Border Policy Is Not The Holocaust, and Trump is not Hitler
Early this morning while scrolling through my Facebook feed, I noted that two friends had posted diametrically opposing comments on the current debate regarding border security. Their posts appeared right next to each other, one on top of the other. One friend was appalled that we could treat children so inhumanely regardless of how they came to our country. The other questioned the values of a parent that would bring their child into harms way, and bemoaned any alternatives to incarceration.
Setting the merits of their comments and respective opinions aside, there seems to be a renewed effort in comparing President Trump’s border policy to the Holocaust, and in comparing Trump himself to Adolph Hitler. These comparisons cannot be tolerated.
The comparisons are not limited to casual comments on social media. Many lawmakers have used the “Trump as Hitler” metaphor to express their displeasure with his policies. Retired 4-star General Michael Hayden, a former NSA- and CIA-Director serving under President George W. Bush took to Twitter to post an image of the entrance of Auschwitz-Birkenau, directly implying that President Trump’s border policy was a repetition of what we saw from Hitler and Nazis during World War 2.

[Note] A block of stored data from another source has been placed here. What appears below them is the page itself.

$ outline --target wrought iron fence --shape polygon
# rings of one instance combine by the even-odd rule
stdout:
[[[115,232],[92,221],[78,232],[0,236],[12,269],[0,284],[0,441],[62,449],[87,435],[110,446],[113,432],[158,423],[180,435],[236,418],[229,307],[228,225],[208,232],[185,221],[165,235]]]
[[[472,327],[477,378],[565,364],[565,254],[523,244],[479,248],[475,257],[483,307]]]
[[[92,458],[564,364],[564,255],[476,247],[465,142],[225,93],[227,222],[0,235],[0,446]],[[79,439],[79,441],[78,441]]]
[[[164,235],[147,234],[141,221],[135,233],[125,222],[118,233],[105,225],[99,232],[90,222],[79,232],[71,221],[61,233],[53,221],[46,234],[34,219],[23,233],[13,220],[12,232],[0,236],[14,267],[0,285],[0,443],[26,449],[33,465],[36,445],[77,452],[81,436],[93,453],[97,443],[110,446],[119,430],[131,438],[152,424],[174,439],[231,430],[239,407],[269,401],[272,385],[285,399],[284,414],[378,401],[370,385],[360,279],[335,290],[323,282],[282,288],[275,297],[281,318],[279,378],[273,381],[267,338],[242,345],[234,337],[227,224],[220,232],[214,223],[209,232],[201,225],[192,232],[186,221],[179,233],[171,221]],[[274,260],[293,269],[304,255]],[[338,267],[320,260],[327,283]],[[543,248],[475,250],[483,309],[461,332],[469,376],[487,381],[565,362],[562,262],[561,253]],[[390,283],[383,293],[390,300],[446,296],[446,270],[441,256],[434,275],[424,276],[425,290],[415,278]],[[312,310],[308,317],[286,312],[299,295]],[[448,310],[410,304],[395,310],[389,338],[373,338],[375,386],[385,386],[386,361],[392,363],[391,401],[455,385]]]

When questioned, Hayden defended the tweet and his use of Holocaust imagery, stating on CNN’s New Day that “I didn’t choose that picture at random, I’ve been to that camp, actually several times…that’s where families were separated.” Later in the interview he oddly conceded that “I know we’re not Nazi Germany…I was trying to point out we need be careful we don’t move in that direction.”
Unfortunately for Hayden, words and images matter, and he needs to be careful in the choices he makes. The use of any Holocaust imagery and references to Hitler, no matter how vehemently you oppose Trump, is at best a lazy, hyperbolic exaggeration that reflects more on the ignorance of the one suggesting it than on Trump or anyone else one might compare Hitler to. In its worst form, it is a concerted effort to dilute and tone down the true horror of the Holocaust, aiding and abetting those Holocaust deniers who strive to promulgate the notion that the Holocaust is a Zionist invention and not a true record of history.
General Hayden has never heard of a friend of mine living in North Miami named David. David’s mother, Liba, had a son named Munya, who was murdered by the Nazis on the banks of the Danube River. At the time, Munya was an infant, and this is how he died:
Liba, holding her infant of a few months, was herded along with many others to the banks of the river. The Nazis were skeet shooting, but instead of tossing clay pigeons or plates, they were using Jewish babies. The sadistic soldiers were firing at their target as the baby was helplessly tossed up into the air over the water. Liba was told Munya was next, and she managed to nurse the child to sleep before he was grabbed – a miracle in itself during those dark times. When it was his turn, Munya was thrown into the air, shot and killed, and then carried away by the Danube, never to be seen in this world again.
General Hayden, does that sound like anything happening at our border today?
What’s truly remarkable is that there are 5,999,999 more historical realities, some known and others forgotten, just as horrific as Munya’s that compose what we collectively identify today as the Holocaust.
You may disagree with Trump’s border policy and his entire MAGA agenda, you may hate the way he talks or styles his hair. That’s your right. What you don’t have the right to do is take the lazy way out of expressing yourself because it is an affront to the memory of each of those souls murdered by one man and his army, at one time in history. Frankly, if you’re resorting to Hitler as your fall back argument, you probably haven’t thought out your opinion well enough to express it.
I remember as a child my father asking me to grab something out of the Frigidaire, but what he really meant was that he wanted something from the refrigerator. And when someone at the office asks you to xerox something for them, they’re looking for a copy. Using names to identify the generic may be perfectly acceptable when it comes to the mundane, but the Holocaust is anything but mundane, and we must reject any argument on its face for suggesting that the Holocaust and Hitler is akin to anything occurring in America today.